I know I’m probably going to get bashed for this...

Megan • Mom to a 2yo boy, baby girl due July 2019! 💙💗

I’m 12w 3d pregnant with our second baby (our first is 19 months old) and I have 0 sex drive. I don’t want to be touched at all. I feel bad for my husband because I love him and I know he still enjoys sex and still wants me that way. I have read of other ways of being intimate that don’t involve sex but sometimes it just won’t do. So I suck it up and let him get busy with me.... but I absolutely HATE it!

We have open communication with each other and I’ve told him how my libido has disappeared completely.
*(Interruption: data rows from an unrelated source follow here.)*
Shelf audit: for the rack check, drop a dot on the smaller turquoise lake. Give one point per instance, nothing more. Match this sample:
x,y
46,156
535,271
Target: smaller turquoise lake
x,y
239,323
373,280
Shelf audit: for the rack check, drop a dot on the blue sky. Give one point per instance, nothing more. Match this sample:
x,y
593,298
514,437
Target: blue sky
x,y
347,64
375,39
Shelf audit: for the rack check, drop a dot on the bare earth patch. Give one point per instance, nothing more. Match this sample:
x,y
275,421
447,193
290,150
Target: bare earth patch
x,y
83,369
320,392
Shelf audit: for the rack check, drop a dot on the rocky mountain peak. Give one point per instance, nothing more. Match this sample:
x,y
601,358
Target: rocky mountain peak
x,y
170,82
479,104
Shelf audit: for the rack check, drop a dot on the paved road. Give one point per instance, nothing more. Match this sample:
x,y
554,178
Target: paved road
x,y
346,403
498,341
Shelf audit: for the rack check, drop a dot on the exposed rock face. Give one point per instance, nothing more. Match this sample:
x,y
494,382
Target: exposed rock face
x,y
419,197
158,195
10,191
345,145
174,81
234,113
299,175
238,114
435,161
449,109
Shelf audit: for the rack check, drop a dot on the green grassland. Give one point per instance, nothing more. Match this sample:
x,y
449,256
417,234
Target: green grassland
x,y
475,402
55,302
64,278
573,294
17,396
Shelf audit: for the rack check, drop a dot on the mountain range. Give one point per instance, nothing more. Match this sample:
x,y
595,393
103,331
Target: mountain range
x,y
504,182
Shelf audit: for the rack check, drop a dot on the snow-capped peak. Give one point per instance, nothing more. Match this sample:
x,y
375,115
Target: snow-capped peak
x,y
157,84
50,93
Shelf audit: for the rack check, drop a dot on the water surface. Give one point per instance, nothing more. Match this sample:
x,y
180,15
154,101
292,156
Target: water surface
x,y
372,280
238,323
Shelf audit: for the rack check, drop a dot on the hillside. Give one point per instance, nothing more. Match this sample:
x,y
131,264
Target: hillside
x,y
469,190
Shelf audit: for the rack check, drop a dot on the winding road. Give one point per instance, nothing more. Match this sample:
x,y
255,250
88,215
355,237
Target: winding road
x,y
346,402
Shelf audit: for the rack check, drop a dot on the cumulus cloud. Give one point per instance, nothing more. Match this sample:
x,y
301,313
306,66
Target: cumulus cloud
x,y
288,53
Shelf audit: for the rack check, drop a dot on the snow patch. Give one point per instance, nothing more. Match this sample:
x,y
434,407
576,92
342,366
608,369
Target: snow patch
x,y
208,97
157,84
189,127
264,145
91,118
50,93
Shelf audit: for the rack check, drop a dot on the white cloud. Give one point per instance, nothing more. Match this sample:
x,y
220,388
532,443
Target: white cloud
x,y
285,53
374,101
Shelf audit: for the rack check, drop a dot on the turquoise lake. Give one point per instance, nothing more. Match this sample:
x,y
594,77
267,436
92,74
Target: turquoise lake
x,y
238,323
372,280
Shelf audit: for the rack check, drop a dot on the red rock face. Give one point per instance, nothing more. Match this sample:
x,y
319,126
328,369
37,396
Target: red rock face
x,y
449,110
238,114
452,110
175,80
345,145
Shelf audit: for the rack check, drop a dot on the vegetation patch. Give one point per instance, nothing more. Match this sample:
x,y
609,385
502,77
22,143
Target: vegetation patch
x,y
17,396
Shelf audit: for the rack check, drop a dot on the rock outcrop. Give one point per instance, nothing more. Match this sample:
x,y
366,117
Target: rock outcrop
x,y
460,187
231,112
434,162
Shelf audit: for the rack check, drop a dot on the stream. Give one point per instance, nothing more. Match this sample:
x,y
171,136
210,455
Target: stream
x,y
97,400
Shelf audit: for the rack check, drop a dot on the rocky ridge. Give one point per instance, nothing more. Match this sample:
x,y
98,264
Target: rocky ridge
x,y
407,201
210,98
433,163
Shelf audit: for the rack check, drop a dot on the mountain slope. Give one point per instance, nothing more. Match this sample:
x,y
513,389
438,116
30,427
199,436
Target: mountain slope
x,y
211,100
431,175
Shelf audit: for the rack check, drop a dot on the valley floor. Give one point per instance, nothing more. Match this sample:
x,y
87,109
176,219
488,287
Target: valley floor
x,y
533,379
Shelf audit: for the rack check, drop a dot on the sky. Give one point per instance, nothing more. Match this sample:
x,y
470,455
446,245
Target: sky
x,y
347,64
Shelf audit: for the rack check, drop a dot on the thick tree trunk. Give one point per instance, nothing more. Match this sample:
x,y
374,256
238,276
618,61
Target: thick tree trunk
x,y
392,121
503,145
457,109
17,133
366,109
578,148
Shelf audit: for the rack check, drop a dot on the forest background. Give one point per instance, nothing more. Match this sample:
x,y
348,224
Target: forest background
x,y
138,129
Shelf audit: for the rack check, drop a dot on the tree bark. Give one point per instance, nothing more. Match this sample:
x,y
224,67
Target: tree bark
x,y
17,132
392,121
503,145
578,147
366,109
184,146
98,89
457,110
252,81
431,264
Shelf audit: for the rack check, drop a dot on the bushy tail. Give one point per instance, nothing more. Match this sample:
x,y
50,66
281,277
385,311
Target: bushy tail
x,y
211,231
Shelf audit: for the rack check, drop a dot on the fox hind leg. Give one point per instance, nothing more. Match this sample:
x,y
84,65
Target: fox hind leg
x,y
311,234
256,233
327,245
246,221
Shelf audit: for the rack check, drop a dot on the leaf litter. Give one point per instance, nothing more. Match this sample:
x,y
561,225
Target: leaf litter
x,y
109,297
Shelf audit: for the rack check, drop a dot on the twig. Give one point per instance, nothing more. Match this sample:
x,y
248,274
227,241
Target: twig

I don’t dare tell him how much I hate having sex because that would devastate him (I know I would be if my husband told me he hated having sex with me). So when we are intimate, I try to pretend that I’m enjoying it and moan for him to turn him on so he can hurry up and finish. The other night he could sense that I wasn’t myself and I simply told him that it’s not really enjoyable for me because I have no libido and it sucks.

But when I tell you that I hate sex right now... I really hate it. Like I can’t wait for it to be over, I’m angry that we are even doing it and I feel violated even if Im the one that initiated it because I am tired of hearing him say how I never do. Has anyone else gone through this? What did you do?